Surprisingly, they don't fight over who gets to wash hands first. They come to table. Jordan discusses how to make a jam sandwich. Mina asks whether Jordan has meds hidden in his milk. I say no. He can take his meds without that. Jordan doesn't eat much dinner; but takes his antibiotics without a fuss. Mina watches. Shamelessly, I cheer him on. He swallows down almost 7 ml in seconds. It took Mina hours to finish 5 ml which we mixed with juice, water, applesauce, milkshakes... ANYTHING!!

Jordan goes to lay down on couch. Mina leaves table and begins chatting with him. No dessert tonight I guess. Feel conked and need to get kids back on a schedule. On cue, Mina reminds me we haven't practiced violin today. I look at Jordan laying on couch and promise we will do it tomorrow when everyone is feeling better.

Time for bath, regular meds, stories and lullabyes.

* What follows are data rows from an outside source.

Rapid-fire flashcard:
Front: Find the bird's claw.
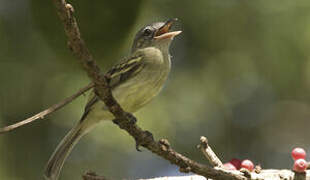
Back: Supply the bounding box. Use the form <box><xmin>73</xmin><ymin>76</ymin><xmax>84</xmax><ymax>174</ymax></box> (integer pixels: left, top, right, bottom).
<box><xmin>135</xmin><ymin>131</ymin><xmax>154</xmax><ymax>152</ymax></box>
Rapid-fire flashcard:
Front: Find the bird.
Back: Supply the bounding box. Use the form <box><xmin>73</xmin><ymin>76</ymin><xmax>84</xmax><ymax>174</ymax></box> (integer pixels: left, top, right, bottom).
<box><xmin>44</xmin><ymin>18</ymin><xmax>182</xmax><ymax>180</ymax></box>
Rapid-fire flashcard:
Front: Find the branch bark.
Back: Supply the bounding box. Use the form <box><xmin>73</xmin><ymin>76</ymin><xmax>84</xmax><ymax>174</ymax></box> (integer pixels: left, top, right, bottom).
<box><xmin>53</xmin><ymin>0</ymin><xmax>245</xmax><ymax>180</ymax></box>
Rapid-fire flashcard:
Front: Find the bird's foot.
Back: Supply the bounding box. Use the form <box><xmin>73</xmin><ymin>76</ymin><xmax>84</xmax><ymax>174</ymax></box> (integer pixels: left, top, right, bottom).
<box><xmin>135</xmin><ymin>131</ymin><xmax>154</xmax><ymax>152</ymax></box>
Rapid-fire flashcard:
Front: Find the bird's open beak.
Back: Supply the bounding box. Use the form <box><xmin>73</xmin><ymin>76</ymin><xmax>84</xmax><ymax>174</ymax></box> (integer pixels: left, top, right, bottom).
<box><xmin>154</xmin><ymin>18</ymin><xmax>182</xmax><ymax>40</ymax></box>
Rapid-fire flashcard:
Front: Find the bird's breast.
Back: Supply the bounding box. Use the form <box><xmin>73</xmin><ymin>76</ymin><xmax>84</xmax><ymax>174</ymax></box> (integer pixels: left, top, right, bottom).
<box><xmin>113</xmin><ymin>50</ymin><xmax>170</xmax><ymax>112</ymax></box>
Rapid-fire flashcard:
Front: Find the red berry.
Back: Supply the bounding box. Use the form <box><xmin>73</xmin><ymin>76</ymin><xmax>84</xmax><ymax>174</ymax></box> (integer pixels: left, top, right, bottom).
<box><xmin>229</xmin><ymin>158</ymin><xmax>241</xmax><ymax>170</ymax></box>
<box><xmin>223</xmin><ymin>162</ymin><xmax>237</xmax><ymax>170</ymax></box>
<box><xmin>293</xmin><ymin>159</ymin><xmax>307</xmax><ymax>172</ymax></box>
<box><xmin>241</xmin><ymin>159</ymin><xmax>254</xmax><ymax>171</ymax></box>
<box><xmin>292</xmin><ymin>147</ymin><xmax>306</xmax><ymax>160</ymax></box>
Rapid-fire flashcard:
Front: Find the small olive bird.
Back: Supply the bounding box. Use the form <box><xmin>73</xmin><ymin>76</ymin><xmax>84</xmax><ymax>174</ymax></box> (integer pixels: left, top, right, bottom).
<box><xmin>44</xmin><ymin>19</ymin><xmax>181</xmax><ymax>180</ymax></box>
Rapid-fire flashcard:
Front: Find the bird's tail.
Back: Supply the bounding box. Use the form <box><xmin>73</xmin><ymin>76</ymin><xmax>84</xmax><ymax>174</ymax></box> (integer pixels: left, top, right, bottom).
<box><xmin>44</xmin><ymin>122</ymin><xmax>86</xmax><ymax>180</ymax></box>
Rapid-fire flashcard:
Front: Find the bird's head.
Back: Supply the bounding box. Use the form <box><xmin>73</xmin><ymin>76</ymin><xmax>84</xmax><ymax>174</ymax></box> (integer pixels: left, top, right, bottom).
<box><xmin>132</xmin><ymin>18</ymin><xmax>182</xmax><ymax>52</ymax></box>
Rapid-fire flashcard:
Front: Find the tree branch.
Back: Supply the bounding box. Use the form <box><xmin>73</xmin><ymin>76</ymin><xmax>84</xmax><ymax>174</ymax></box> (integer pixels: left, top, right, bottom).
<box><xmin>198</xmin><ymin>136</ymin><xmax>223</xmax><ymax>167</ymax></box>
<box><xmin>53</xmin><ymin>0</ymin><xmax>245</xmax><ymax>180</ymax></box>
<box><xmin>0</xmin><ymin>83</ymin><xmax>94</xmax><ymax>134</ymax></box>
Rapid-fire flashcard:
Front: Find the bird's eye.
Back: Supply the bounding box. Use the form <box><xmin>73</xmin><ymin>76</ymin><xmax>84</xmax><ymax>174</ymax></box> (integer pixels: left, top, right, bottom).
<box><xmin>143</xmin><ymin>29</ymin><xmax>152</xmax><ymax>36</ymax></box>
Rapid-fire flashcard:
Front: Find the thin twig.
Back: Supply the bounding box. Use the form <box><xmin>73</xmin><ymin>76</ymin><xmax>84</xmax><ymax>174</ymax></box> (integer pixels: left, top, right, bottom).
<box><xmin>198</xmin><ymin>136</ymin><xmax>223</xmax><ymax>167</ymax></box>
<box><xmin>53</xmin><ymin>0</ymin><xmax>245</xmax><ymax>180</ymax></box>
<box><xmin>0</xmin><ymin>83</ymin><xmax>94</xmax><ymax>134</ymax></box>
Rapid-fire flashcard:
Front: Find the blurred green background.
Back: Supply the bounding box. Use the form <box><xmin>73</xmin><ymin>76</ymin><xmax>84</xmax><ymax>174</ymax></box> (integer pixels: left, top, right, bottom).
<box><xmin>0</xmin><ymin>0</ymin><xmax>310</xmax><ymax>180</ymax></box>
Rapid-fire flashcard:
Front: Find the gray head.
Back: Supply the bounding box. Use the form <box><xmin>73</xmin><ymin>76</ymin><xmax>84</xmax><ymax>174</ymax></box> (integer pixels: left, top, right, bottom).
<box><xmin>131</xmin><ymin>19</ymin><xmax>181</xmax><ymax>52</ymax></box>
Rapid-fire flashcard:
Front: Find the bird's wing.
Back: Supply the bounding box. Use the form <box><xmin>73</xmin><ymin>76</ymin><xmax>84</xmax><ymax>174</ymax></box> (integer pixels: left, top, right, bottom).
<box><xmin>81</xmin><ymin>56</ymin><xmax>143</xmax><ymax>121</ymax></box>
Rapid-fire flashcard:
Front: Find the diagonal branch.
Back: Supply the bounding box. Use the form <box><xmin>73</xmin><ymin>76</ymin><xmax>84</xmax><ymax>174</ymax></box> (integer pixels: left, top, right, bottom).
<box><xmin>0</xmin><ymin>83</ymin><xmax>94</xmax><ymax>134</ymax></box>
<box><xmin>53</xmin><ymin>0</ymin><xmax>245</xmax><ymax>180</ymax></box>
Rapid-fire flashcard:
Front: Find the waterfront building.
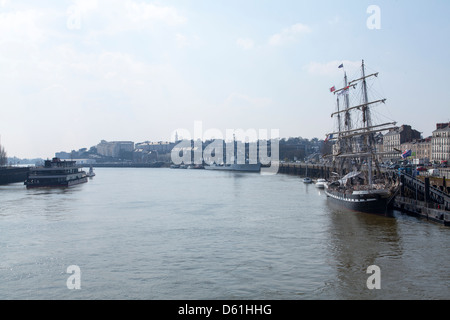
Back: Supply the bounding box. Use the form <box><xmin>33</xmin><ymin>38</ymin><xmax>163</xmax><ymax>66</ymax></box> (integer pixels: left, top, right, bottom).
<box><xmin>400</xmin><ymin>137</ymin><xmax>431</xmax><ymax>164</ymax></box>
<box><xmin>136</xmin><ymin>141</ymin><xmax>175</xmax><ymax>154</ymax></box>
<box><xmin>97</xmin><ymin>140</ymin><xmax>134</xmax><ymax>158</ymax></box>
<box><xmin>383</xmin><ymin>125</ymin><xmax>422</xmax><ymax>161</ymax></box>
<box><xmin>431</xmin><ymin>122</ymin><xmax>450</xmax><ymax>162</ymax></box>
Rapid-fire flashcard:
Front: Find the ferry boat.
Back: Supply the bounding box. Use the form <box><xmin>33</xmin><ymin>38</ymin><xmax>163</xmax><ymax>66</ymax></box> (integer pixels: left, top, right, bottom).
<box><xmin>325</xmin><ymin>60</ymin><xmax>398</xmax><ymax>215</ymax></box>
<box><xmin>24</xmin><ymin>158</ymin><xmax>88</xmax><ymax>188</ymax></box>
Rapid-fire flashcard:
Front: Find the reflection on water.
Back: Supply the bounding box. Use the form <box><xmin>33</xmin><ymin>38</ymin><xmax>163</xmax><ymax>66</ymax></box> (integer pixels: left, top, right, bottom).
<box><xmin>0</xmin><ymin>168</ymin><xmax>450</xmax><ymax>299</ymax></box>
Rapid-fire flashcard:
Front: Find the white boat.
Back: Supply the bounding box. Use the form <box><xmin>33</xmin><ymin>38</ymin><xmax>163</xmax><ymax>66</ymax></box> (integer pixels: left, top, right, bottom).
<box><xmin>86</xmin><ymin>164</ymin><xmax>95</xmax><ymax>178</ymax></box>
<box><xmin>316</xmin><ymin>179</ymin><xmax>327</xmax><ymax>189</ymax></box>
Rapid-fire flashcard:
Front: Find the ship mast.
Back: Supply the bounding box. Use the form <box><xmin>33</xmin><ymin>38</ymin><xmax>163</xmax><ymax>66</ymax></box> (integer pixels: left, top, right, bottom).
<box><xmin>361</xmin><ymin>60</ymin><xmax>373</xmax><ymax>186</ymax></box>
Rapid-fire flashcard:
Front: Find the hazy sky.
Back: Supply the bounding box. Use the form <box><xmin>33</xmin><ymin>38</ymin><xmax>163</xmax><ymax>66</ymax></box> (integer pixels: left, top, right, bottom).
<box><xmin>0</xmin><ymin>0</ymin><xmax>450</xmax><ymax>158</ymax></box>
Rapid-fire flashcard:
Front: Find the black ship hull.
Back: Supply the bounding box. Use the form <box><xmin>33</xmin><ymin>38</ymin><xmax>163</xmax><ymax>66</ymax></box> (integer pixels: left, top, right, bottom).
<box><xmin>325</xmin><ymin>190</ymin><xmax>390</xmax><ymax>216</ymax></box>
<box><xmin>25</xmin><ymin>176</ymin><xmax>88</xmax><ymax>189</ymax></box>
<box><xmin>0</xmin><ymin>167</ymin><xmax>29</xmax><ymax>185</ymax></box>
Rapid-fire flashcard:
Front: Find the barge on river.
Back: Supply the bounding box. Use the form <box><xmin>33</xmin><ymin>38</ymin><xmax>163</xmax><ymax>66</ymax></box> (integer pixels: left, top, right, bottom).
<box><xmin>25</xmin><ymin>158</ymin><xmax>88</xmax><ymax>188</ymax></box>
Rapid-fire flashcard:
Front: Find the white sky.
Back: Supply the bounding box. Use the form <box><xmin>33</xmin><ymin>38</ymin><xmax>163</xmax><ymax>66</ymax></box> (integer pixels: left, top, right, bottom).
<box><xmin>0</xmin><ymin>0</ymin><xmax>450</xmax><ymax>158</ymax></box>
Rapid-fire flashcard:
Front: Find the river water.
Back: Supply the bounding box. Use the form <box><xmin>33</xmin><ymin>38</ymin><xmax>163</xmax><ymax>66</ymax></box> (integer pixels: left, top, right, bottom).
<box><xmin>0</xmin><ymin>168</ymin><xmax>450</xmax><ymax>300</ymax></box>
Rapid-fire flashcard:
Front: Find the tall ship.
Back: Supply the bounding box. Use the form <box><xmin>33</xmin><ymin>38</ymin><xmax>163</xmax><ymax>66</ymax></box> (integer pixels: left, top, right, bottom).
<box><xmin>25</xmin><ymin>158</ymin><xmax>88</xmax><ymax>188</ymax></box>
<box><xmin>325</xmin><ymin>60</ymin><xmax>398</xmax><ymax>215</ymax></box>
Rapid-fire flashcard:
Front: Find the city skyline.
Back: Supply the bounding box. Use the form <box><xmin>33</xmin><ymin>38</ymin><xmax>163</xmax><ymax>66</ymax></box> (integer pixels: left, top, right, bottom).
<box><xmin>0</xmin><ymin>0</ymin><xmax>450</xmax><ymax>158</ymax></box>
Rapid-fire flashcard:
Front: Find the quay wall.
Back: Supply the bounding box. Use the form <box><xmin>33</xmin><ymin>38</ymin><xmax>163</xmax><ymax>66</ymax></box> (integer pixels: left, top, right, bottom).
<box><xmin>393</xmin><ymin>196</ymin><xmax>450</xmax><ymax>226</ymax></box>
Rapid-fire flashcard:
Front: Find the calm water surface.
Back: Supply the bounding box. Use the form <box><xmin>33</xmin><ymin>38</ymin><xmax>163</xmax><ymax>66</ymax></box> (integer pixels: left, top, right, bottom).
<box><xmin>0</xmin><ymin>168</ymin><xmax>450</xmax><ymax>300</ymax></box>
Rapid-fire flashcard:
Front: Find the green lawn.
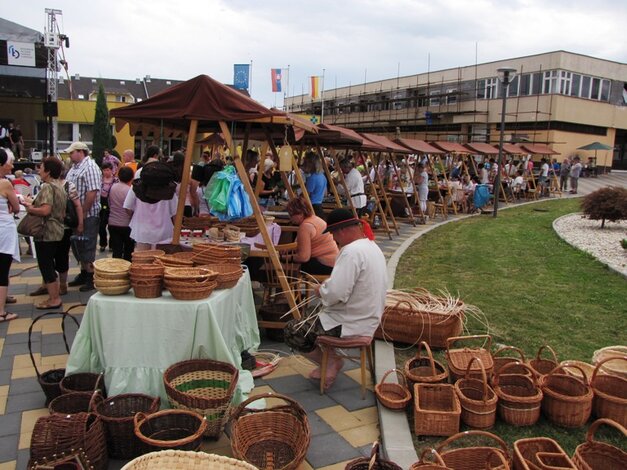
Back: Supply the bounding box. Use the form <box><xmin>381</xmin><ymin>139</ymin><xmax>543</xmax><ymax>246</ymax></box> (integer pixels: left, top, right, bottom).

Bath became a disaster as Mina insisted Jordan get out first, even though he got out first yesterday. I know she is just tired when she says,

"He should get out first EVERY day!"

They chose short stories - Curious George and the Dump Truck, Ten Stars Twinkled. Mina read hers twice.

Time for the "four things" each of them talks to me about individually before they sleep. The four things are usually pretty random; but Jordan almost always says, "I love you mom." That alone is worth delaying bed time for.

Mina chose to use her four things to complain about having to get out of the bathtub first.

Hopefully, no multiple wake ups tonight.

8:15 pm.

I look forward to crashing on couch with vino, goofing around on computer and watching Bravo.

8:16 pm, I hear Mina sobbing. As I go upstairs I tell myself to stay calm, say nothing because no matter what it will never be the right thing. Don't get mad. Just ask her what's wrong.

I walk in. She is sitting straight up in bed sobbing and glaring at me.

"What's wrong," I say?

"I'm staying up all night long!" She screams.

"Ok." I say. "But you have to stay up all night long in your bed."

"With your head on the pillow."

"And the covers pulled up."

"Fine!! She screamed. "But I want my drapes open."

I walk over and open them, then leave the room.

8:44 pm. Silence.

This was an epic post and colossally boring. But, I have a sneaking suspicion that one day, when my babies have flown the nest, I might wonder what we did all day long when they were still young enough to listen to my opinions and thought I had all the answers.